As I get to the luxurious coffee machine – the one good thing about working here – I see Grant standing with his head in his hands. My heart skips a beat as I see him, he’s one of those men who manages to be good looking even when he’s been working for twelve hours straight. His blond hair is disheveled, his blue eyes look strained, his skin is sallow and tired… but still I like him. It’s just a shame that the feelings will never be reciprocated. He has a girlfriend who’s so beautiful that it’s actually painful. She’s got long, gorgeous legs, amazing boobs, a great face… and she’s funny too. She’s the complete package types and I’m incredibly jealous of her. Maybe if Grant could see me at my best, out of work, he would see me in the same light but he never does.
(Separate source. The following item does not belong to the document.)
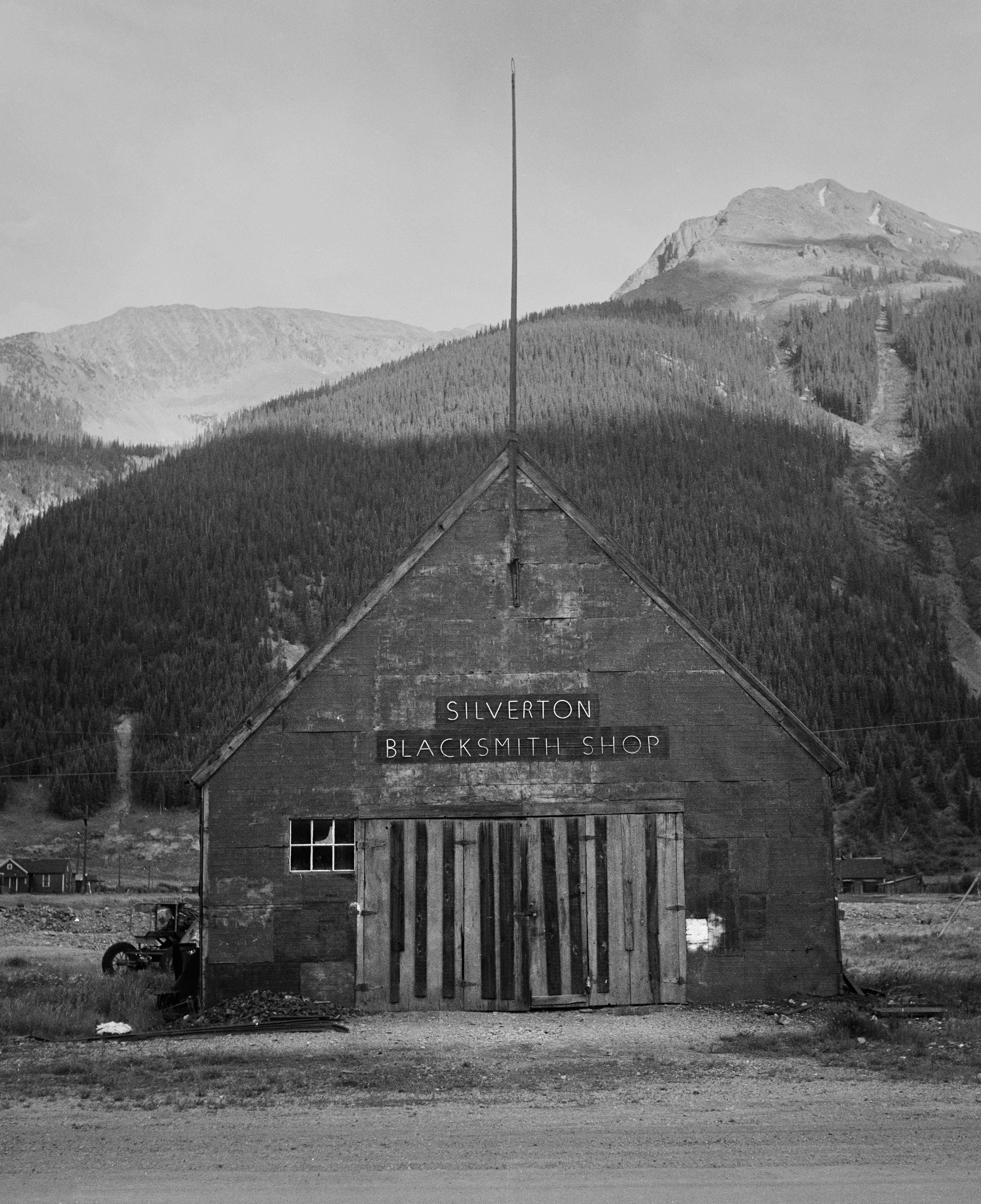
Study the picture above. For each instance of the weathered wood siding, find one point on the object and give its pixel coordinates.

“Long day?” I ask him with a bright, beaming smile. “Looks like you’re having fun.”

“I’ve just been at it for so long,” he whines pathetically. “I’m so freaking tired.”

I move to the coffee machine and make some drinks for me and my client. “Yeah tell me about it. Still, it’s the partner meeting soon, we all have to keep it up.”

Grant is probably the only one person I wouldn’t mind losing, but only because of the ridiculous crush I have on him. I’m so pitiful that I’d actually be happy to see him getting the reward which I so desperately need. I wouldn’t even mind working my ass off for a few extra months if he could be happy. Despite the fact that he has it all already. God, I need to get a grip!

“Yeah, that’s true.” Grant loosens his tie and shakes his head. “Still, I had plans tonight and I’ve had to cancel again. It gets on top of me a bit sometimes.”

“Oh shit!” I yank my phone out of my pocket as his words remind me of something. “Oh, my God, I have to make a phone call quickly. Just… could you please watch the drinks for me, will you?”

Grant gives me an odd look but he nods and agrees with me. I know that I’m acting strange but I need to make this call now before it gets any later. Robyn, my best friend since college, is already going to be mad at me for this, I don’t want to make it worse. I move into an empty hallway with my heart thumping in my throat. I can’t deny that I’m nervous to make this call. I promised faithfully that I wouldn’t let her down this time, but here I am about to do it again.

I bite down my nail and pace up and down while the phone rings, amping up my nerves more with each passing second. The anticipation is killing me. I can’t stand it.

“Don’t tell me,” Robyn answers with a weary sounding voice. “You can’t come.”

“I’m so sorry, I only just remembered I know that I promised, but it’s just that…”

“Work, I know. I always know. It’s always work.”

“It’ll get better, I promise you,” I insist maybe a little too frantically. “Once I’m made partner, it’ll be much better I won’t let you down again.”

“Katy, I know you keep telling me this, but you are always busy. From what I understand the partners at your office are always busy. There doesn’t seem to be anyone in your office that has any kind of social life. I really don’t think anything will change…”

“Please don’t be mad at me.”

I can’t lose Robyn, she’s the only one who’s stuck around in my crazy, busy life. When we left college, there were lots of us but most of them drifted off to their own ends of the country to do their own things, but very few remained all stuck together. Except now, they’ve stuck with Robyn but not me. I don’t blame them, I’m never free to do anything so there isn’t much point in inviting me, but still… I cannot lose Robyn.